General Data Protection Regulation (GDPR) is the European Union’s requirement on how businesses collect and use customer data. It came into effect on May 25th. European or international businesses that have customers there, must meet GDPR rules. This is great news, as home technology relies on many pieces from diverse providers. We’ve seen GDPR related emails from everyone from businesses like Google to bands such as the Arctic Monkeys. So, what are the rules?
Levels the playing field
The GDPR helps level the playing field. Companies can be ethical with consumer data protection and privacy, without risking unfair competition from others that are blasé or downright unethical with this data. The term personal data is a broad term that covers consumer data such as shopping behaviours and preferences, credit card information and addresses.

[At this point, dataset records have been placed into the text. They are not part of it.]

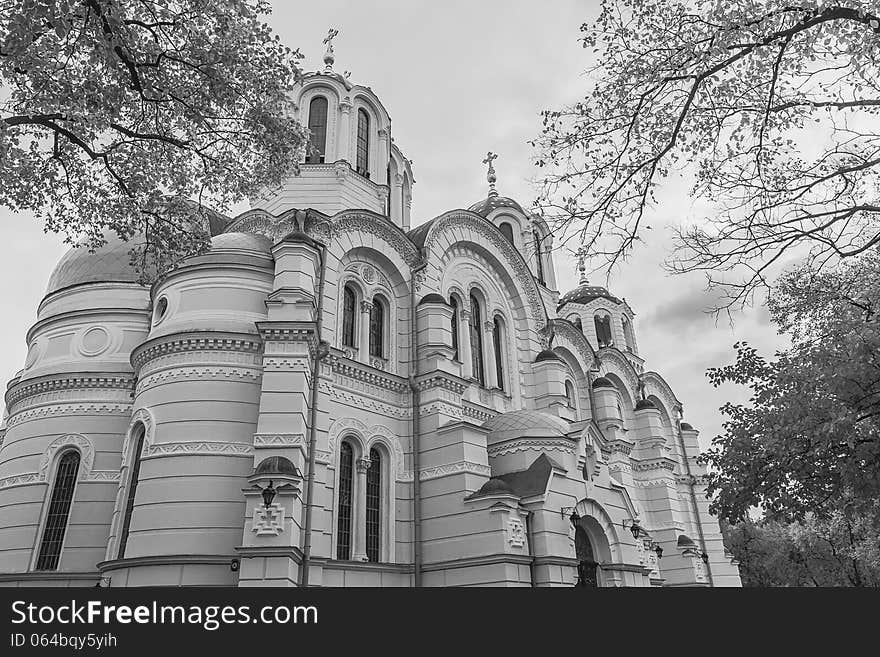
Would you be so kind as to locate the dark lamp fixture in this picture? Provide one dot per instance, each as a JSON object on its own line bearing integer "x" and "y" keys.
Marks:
{"x": 268, "y": 494}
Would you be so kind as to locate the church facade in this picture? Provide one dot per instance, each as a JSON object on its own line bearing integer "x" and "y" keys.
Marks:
{"x": 329, "y": 397}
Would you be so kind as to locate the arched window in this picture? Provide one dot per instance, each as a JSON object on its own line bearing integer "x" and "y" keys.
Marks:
{"x": 497, "y": 337}
{"x": 476, "y": 335}
{"x": 349, "y": 324}
{"x": 587, "y": 567}
{"x": 539, "y": 258}
{"x": 603, "y": 330}
{"x": 318, "y": 128}
{"x": 343, "y": 511}
{"x": 569, "y": 394}
{"x": 627, "y": 334}
{"x": 132, "y": 490}
{"x": 363, "y": 146}
{"x": 377, "y": 328}
{"x": 59, "y": 511}
{"x": 374, "y": 499}
{"x": 507, "y": 230}
{"x": 454, "y": 303}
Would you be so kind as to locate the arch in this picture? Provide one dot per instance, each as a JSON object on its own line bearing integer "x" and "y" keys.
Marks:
{"x": 57, "y": 513}
{"x": 362, "y": 157}
{"x": 319, "y": 112}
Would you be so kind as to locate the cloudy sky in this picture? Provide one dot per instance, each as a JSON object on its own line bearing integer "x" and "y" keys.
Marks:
{"x": 461, "y": 78}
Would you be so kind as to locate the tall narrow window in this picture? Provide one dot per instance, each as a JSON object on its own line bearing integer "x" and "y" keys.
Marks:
{"x": 497, "y": 336}
{"x": 318, "y": 128}
{"x": 343, "y": 514}
{"x": 539, "y": 258}
{"x": 454, "y": 303}
{"x": 59, "y": 512}
{"x": 374, "y": 495}
{"x": 363, "y": 153}
{"x": 377, "y": 328}
{"x": 349, "y": 304}
{"x": 506, "y": 230}
{"x": 132, "y": 490}
{"x": 603, "y": 330}
{"x": 569, "y": 394}
{"x": 476, "y": 336}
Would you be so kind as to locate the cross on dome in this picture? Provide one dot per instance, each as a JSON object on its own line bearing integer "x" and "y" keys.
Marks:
{"x": 490, "y": 176}
{"x": 329, "y": 57}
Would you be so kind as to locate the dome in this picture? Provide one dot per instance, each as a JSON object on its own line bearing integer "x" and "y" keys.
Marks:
{"x": 645, "y": 404}
{"x": 276, "y": 465}
{"x": 548, "y": 354}
{"x": 485, "y": 207}
{"x": 602, "y": 382}
{"x": 110, "y": 263}
{"x": 584, "y": 293}
{"x": 525, "y": 424}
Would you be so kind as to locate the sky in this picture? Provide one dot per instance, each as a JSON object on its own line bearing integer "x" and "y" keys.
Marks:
{"x": 461, "y": 78}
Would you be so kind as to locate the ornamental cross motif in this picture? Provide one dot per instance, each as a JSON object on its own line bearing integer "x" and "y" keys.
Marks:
{"x": 490, "y": 175}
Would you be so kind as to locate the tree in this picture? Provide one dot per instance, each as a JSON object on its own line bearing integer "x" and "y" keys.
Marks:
{"x": 809, "y": 440}
{"x": 136, "y": 116}
{"x": 770, "y": 105}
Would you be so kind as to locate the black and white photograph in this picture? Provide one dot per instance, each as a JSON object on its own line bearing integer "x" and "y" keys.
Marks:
{"x": 597, "y": 308}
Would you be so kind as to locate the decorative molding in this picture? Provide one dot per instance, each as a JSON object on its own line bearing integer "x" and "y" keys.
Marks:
{"x": 516, "y": 532}
{"x": 525, "y": 444}
{"x": 460, "y": 467}
{"x": 268, "y": 521}
{"x": 278, "y": 440}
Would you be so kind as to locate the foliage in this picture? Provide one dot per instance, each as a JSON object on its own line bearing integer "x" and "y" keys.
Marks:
{"x": 810, "y": 436}
{"x": 842, "y": 549}
{"x": 772, "y": 107}
{"x": 133, "y": 116}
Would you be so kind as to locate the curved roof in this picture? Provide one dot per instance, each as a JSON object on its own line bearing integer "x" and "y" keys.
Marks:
{"x": 485, "y": 207}
{"x": 584, "y": 293}
{"x": 110, "y": 263}
{"x": 525, "y": 424}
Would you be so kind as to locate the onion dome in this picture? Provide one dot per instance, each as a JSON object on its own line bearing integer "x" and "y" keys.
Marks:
{"x": 110, "y": 263}
{"x": 433, "y": 297}
{"x": 488, "y": 205}
{"x": 276, "y": 465}
{"x": 548, "y": 354}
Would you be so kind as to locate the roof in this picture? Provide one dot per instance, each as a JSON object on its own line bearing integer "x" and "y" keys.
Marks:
{"x": 485, "y": 207}
{"x": 585, "y": 293}
{"x": 110, "y": 263}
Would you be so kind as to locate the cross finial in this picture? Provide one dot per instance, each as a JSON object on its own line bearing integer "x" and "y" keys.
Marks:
{"x": 329, "y": 57}
{"x": 582, "y": 266}
{"x": 490, "y": 176}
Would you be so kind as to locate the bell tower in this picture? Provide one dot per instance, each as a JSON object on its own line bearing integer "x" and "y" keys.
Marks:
{"x": 352, "y": 161}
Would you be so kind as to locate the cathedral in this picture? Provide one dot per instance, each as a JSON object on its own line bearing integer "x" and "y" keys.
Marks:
{"x": 329, "y": 396}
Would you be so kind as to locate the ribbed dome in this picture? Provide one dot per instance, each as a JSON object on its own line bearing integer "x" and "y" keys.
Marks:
{"x": 525, "y": 424}
{"x": 585, "y": 293}
{"x": 485, "y": 207}
{"x": 110, "y": 263}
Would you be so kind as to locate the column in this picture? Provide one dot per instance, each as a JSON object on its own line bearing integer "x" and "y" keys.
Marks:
{"x": 489, "y": 355}
{"x": 364, "y": 329}
{"x": 360, "y": 528}
{"x": 464, "y": 343}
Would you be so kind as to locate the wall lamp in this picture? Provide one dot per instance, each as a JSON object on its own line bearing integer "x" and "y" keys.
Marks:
{"x": 635, "y": 528}
{"x": 268, "y": 494}
{"x": 574, "y": 518}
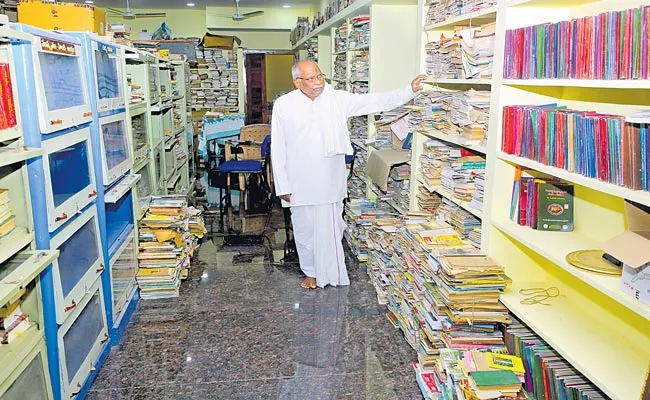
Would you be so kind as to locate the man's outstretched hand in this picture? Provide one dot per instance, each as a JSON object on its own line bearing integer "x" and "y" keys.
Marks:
{"x": 416, "y": 85}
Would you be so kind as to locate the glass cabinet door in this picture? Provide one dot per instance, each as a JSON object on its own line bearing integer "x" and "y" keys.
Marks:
{"x": 115, "y": 145}
{"x": 80, "y": 340}
{"x": 69, "y": 183}
{"x": 79, "y": 263}
{"x": 124, "y": 268}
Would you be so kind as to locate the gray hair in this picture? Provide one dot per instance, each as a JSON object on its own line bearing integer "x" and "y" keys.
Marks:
{"x": 295, "y": 71}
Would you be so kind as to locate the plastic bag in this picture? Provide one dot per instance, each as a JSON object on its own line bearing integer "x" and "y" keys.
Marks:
{"x": 162, "y": 33}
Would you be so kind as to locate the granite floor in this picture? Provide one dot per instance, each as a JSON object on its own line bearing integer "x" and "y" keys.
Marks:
{"x": 248, "y": 331}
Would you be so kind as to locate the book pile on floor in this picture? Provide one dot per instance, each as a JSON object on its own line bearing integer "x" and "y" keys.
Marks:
{"x": 7, "y": 217}
{"x": 360, "y": 33}
{"x": 399, "y": 187}
{"x": 215, "y": 83}
{"x": 166, "y": 243}
{"x": 544, "y": 367}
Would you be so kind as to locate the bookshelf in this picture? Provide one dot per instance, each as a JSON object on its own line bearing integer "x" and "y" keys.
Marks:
{"x": 600, "y": 330}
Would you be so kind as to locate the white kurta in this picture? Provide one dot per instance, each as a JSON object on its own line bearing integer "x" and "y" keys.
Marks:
{"x": 309, "y": 140}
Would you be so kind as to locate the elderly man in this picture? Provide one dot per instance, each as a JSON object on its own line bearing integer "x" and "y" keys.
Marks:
{"x": 309, "y": 141}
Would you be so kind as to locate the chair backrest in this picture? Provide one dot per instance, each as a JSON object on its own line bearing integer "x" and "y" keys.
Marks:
{"x": 255, "y": 132}
{"x": 265, "y": 146}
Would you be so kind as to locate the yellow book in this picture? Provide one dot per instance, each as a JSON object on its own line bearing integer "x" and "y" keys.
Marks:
{"x": 506, "y": 361}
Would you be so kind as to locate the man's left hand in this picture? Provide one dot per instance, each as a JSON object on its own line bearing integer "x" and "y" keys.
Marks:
{"x": 416, "y": 85}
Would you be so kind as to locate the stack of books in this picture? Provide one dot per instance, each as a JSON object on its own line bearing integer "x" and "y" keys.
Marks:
{"x": 7, "y": 217}
{"x": 341, "y": 38}
{"x": 468, "y": 54}
{"x": 546, "y": 368}
{"x": 165, "y": 245}
{"x": 458, "y": 177}
{"x": 441, "y": 10}
{"x": 360, "y": 33}
{"x": 215, "y": 83}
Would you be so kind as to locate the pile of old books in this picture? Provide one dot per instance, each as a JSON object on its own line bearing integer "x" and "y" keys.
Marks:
{"x": 215, "y": 82}
{"x": 7, "y": 218}
{"x": 468, "y": 54}
{"x": 165, "y": 247}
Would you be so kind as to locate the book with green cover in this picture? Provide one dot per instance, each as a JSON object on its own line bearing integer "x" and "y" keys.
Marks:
{"x": 555, "y": 207}
{"x": 496, "y": 379}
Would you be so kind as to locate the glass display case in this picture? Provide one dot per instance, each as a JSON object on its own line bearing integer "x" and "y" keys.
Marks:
{"x": 154, "y": 82}
{"x": 119, "y": 220}
{"x": 81, "y": 338}
{"x": 69, "y": 176}
{"x": 140, "y": 136}
{"x": 79, "y": 263}
{"x": 145, "y": 188}
{"x": 116, "y": 150}
{"x": 60, "y": 79}
{"x": 108, "y": 68}
{"x": 124, "y": 268}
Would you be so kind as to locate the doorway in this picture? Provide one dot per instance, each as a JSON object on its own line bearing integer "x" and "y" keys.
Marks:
{"x": 268, "y": 76}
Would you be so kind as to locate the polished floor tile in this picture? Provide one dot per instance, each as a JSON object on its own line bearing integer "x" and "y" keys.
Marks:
{"x": 244, "y": 329}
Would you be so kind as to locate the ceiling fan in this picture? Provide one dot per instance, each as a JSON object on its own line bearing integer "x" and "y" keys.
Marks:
{"x": 238, "y": 16}
{"x": 128, "y": 14}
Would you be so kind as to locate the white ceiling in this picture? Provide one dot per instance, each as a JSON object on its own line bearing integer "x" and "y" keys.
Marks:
{"x": 166, "y": 4}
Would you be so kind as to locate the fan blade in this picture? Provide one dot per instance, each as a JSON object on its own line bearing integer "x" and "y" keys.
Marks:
{"x": 150, "y": 15}
{"x": 252, "y": 14}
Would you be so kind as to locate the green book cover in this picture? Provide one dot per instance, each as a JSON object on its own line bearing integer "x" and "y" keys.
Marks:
{"x": 555, "y": 207}
{"x": 494, "y": 378}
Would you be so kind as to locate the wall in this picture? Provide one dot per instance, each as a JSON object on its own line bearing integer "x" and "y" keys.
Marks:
{"x": 278, "y": 74}
{"x": 184, "y": 23}
{"x": 260, "y": 40}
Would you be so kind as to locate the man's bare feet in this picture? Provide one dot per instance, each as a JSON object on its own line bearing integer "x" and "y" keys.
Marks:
{"x": 308, "y": 283}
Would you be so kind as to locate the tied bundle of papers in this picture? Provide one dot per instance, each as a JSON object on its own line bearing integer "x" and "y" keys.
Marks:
{"x": 457, "y": 178}
{"x": 468, "y": 54}
{"x": 7, "y": 217}
{"x": 166, "y": 243}
{"x": 441, "y": 10}
{"x": 360, "y": 34}
{"x": 545, "y": 368}
{"x": 359, "y": 68}
{"x": 463, "y": 114}
{"x": 341, "y": 38}
{"x": 215, "y": 82}
{"x": 340, "y": 71}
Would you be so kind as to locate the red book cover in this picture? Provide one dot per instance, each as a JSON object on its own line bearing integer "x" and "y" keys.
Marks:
{"x": 560, "y": 132}
{"x": 505, "y": 132}
{"x": 523, "y": 200}
{"x": 8, "y": 94}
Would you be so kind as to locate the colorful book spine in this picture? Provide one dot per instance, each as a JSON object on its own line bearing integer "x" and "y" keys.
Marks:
{"x": 600, "y": 146}
{"x": 7, "y": 105}
{"x": 612, "y": 45}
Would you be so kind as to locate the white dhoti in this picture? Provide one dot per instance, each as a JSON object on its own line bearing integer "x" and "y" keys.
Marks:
{"x": 318, "y": 232}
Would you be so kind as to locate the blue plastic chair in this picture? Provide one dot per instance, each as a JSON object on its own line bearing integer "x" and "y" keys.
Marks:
{"x": 242, "y": 168}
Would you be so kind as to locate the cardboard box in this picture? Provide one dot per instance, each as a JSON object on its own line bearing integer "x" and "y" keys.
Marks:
{"x": 632, "y": 247}
{"x": 62, "y": 16}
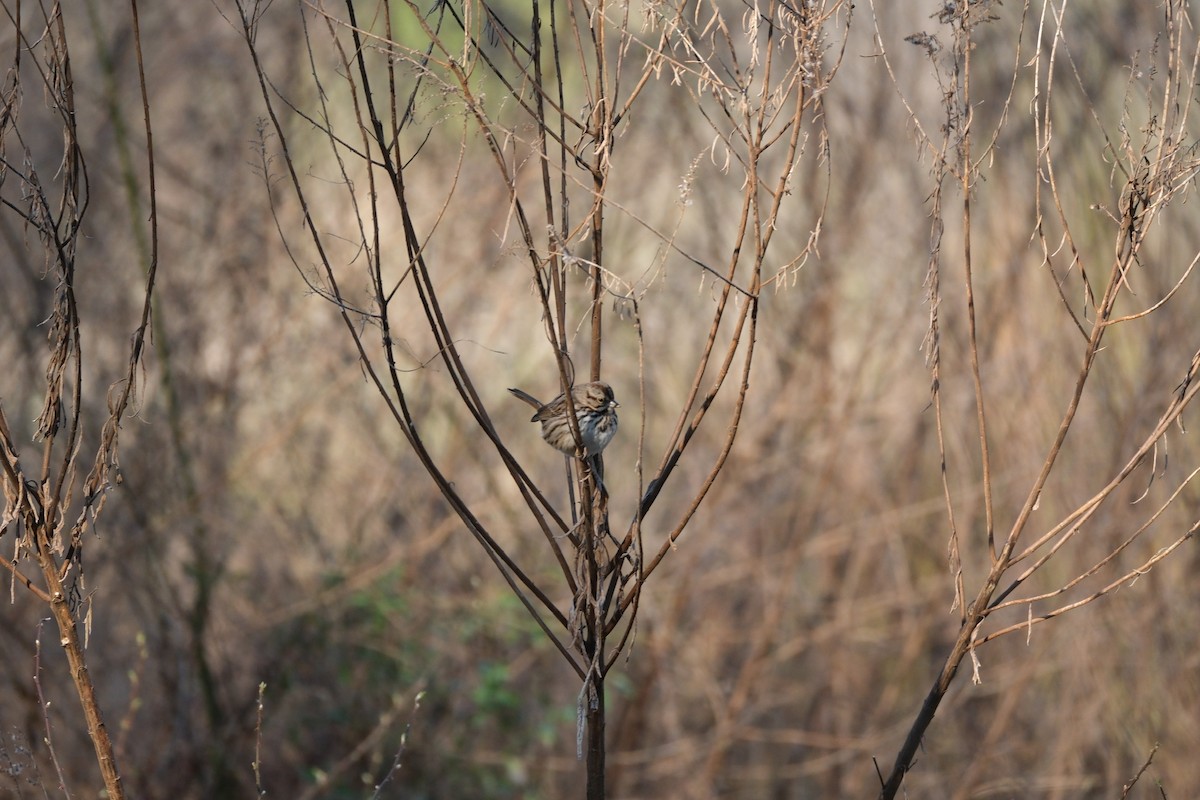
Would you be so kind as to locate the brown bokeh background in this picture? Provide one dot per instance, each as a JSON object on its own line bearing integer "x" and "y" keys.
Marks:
{"x": 273, "y": 527}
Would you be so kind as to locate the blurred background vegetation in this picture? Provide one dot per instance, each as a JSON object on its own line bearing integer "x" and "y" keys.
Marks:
{"x": 273, "y": 527}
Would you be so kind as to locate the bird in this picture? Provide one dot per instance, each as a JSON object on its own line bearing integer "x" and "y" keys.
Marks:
{"x": 595, "y": 408}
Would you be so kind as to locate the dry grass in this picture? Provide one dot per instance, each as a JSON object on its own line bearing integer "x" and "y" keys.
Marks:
{"x": 285, "y": 533}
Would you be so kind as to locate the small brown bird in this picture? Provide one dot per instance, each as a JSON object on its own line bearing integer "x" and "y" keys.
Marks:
{"x": 595, "y": 408}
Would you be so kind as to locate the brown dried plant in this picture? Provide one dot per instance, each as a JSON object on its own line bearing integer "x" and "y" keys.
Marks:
{"x": 49, "y": 206}
{"x": 552, "y": 102}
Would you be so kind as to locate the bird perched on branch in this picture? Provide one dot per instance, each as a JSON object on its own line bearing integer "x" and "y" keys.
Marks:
{"x": 595, "y": 408}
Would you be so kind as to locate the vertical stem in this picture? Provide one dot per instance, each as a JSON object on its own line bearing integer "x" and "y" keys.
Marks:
{"x": 595, "y": 717}
{"x": 69, "y": 637}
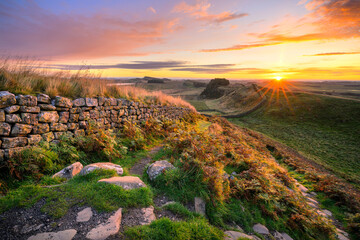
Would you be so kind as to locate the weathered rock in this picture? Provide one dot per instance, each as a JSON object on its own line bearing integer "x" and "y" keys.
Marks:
{"x": 148, "y": 215}
{"x": 79, "y": 102}
{"x": 43, "y": 98}
{"x": 102, "y": 165}
{"x": 61, "y": 235}
{"x": 91, "y": 102}
{"x": 84, "y": 215}
{"x": 70, "y": 171}
{"x": 13, "y": 118}
{"x": 6, "y": 99}
{"x": 41, "y": 128}
{"x": 103, "y": 231}
{"x": 29, "y": 118}
{"x": 48, "y": 136}
{"x": 28, "y": 109}
{"x": 21, "y": 129}
{"x": 156, "y": 168}
{"x": 46, "y": 116}
{"x": 127, "y": 182}
{"x": 5, "y": 129}
{"x": 62, "y": 102}
{"x": 14, "y": 142}
{"x": 233, "y": 235}
{"x": 26, "y": 100}
{"x": 34, "y": 139}
{"x": 261, "y": 229}
{"x": 12, "y": 109}
{"x": 47, "y": 107}
{"x": 200, "y": 205}
{"x": 58, "y": 127}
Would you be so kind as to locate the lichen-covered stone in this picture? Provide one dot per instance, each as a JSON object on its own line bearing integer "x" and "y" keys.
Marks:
{"x": 79, "y": 102}
{"x": 47, "y": 107}
{"x": 43, "y": 98}
{"x": 34, "y": 139}
{"x": 13, "y": 118}
{"x": 48, "y": 136}
{"x": 29, "y": 118}
{"x": 69, "y": 171}
{"x": 26, "y": 100}
{"x": 28, "y": 109}
{"x": 62, "y": 102}
{"x": 12, "y": 109}
{"x": 14, "y": 142}
{"x": 5, "y": 129}
{"x": 64, "y": 117}
{"x": 156, "y": 168}
{"x": 21, "y": 129}
{"x": 41, "y": 128}
{"x": 6, "y": 99}
{"x": 91, "y": 102}
{"x": 49, "y": 117}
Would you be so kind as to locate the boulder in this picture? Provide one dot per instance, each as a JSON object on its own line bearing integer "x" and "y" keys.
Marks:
{"x": 261, "y": 229}
{"x": 61, "y": 235}
{"x": 48, "y": 116}
{"x": 69, "y": 171}
{"x": 156, "y": 168}
{"x": 102, "y": 165}
{"x": 26, "y": 100}
{"x": 6, "y": 99}
{"x": 233, "y": 235}
{"x": 84, "y": 215}
{"x": 104, "y": 230}
{"x": 12, "y": 109}
{"x": 62, "y": 102}
{"x": 127, "y": 182}
{"x": 43, "y": 98}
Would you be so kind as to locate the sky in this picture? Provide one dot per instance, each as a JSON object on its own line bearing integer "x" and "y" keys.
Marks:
{"x": 234, "y": 39}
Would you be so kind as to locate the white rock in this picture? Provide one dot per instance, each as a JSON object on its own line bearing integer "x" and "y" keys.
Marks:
{"x": 102, "y": 165}
{"x": 259, "y": 228}
{"x": 103, "y": 231}
{"x": 84, "y": 215}
{"x": 62, "y": 235}
{"x": 127, "y": 182}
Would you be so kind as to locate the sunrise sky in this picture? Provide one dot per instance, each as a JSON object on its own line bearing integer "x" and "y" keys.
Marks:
{"x": 235, "y": 39}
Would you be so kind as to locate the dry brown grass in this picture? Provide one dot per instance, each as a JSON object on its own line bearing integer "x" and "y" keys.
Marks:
{"x": 30, "y": 77}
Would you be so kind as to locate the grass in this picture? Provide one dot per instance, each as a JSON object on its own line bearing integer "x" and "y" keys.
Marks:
{"x": 28, "y": 77}
{"x": 324, "y": 129}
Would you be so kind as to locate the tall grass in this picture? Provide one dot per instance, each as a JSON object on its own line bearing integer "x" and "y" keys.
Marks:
{"x": 29, "y": 77}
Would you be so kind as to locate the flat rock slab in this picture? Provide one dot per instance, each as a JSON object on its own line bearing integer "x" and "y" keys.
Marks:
{"x": 102, "y": 165}
{"x": 84, "y": 215}
{"x": 127, "y": 182}
{"x": 259, "y": 228}
{"x": 233, "y": 235}
{"x": 69, "y": 171}
{"x": 111, "y": 227}
{"x": 62, "y": 235}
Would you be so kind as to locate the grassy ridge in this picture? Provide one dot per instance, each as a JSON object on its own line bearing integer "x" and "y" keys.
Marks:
{"x": 324, "y": 129}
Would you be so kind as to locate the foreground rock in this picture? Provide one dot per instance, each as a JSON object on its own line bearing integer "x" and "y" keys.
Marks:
{"x": 127, "y": 182}
{"x": 70, "y": 171}
{"x": 62, "y": 235}
{"x": 233, "y": 235}
{"x": 103, "y": 231}
{"x": 102, "y": 165}
{"x": 84, "y": 215}
{"x": 156, "y": 168}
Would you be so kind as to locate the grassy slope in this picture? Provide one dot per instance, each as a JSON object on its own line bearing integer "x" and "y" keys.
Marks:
{"x": 324, "y": 129}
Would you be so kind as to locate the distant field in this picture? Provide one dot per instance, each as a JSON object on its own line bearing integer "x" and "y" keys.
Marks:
{"x": 324, "y": 129}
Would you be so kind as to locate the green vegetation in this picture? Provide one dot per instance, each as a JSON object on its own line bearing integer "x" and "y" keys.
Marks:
{"x": 325, "y": 129}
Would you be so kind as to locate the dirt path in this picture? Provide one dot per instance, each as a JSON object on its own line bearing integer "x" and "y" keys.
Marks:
{"x": 139, "y": 167}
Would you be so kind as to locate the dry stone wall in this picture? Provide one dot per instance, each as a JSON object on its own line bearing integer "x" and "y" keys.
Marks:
{"x": 25, "y": 120}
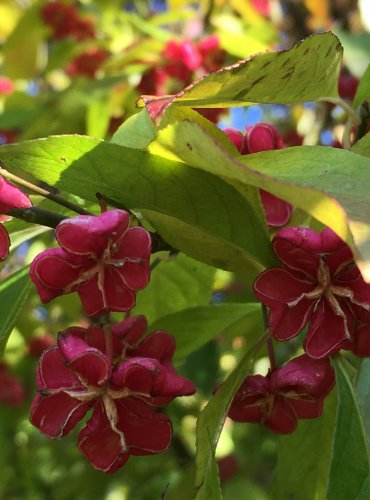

Some experts estimate that only 25 percent of customer data in databases meets GDPR requirements. These corporations will have to improve transparency and protect consumer rights.
Consumer rights
General Data Protection Regulation gives consumers rights and control over their personal information. It has specific rights: the right to access, to be informed, to rectify, to erasure, to restrict processing, and to object, as well as rights in terms of data portability, automated decision making, and profiling. Basically this enables easy access to personal data and understanding on how its used. Businesses have been madly emailing out their polices to users to show that they meet these GDPR requirements.
There is a growing list of examples of why these type rules are needed (such as the scandal with Facebook and Cambridge Analytics). Canadians have rules for pieces like email list authorization, but we need a broad set of enforceable rules like the GDPR. In the meantime, we’ll happily piggy-back off the European Union’s rules for the international companies that we deal with.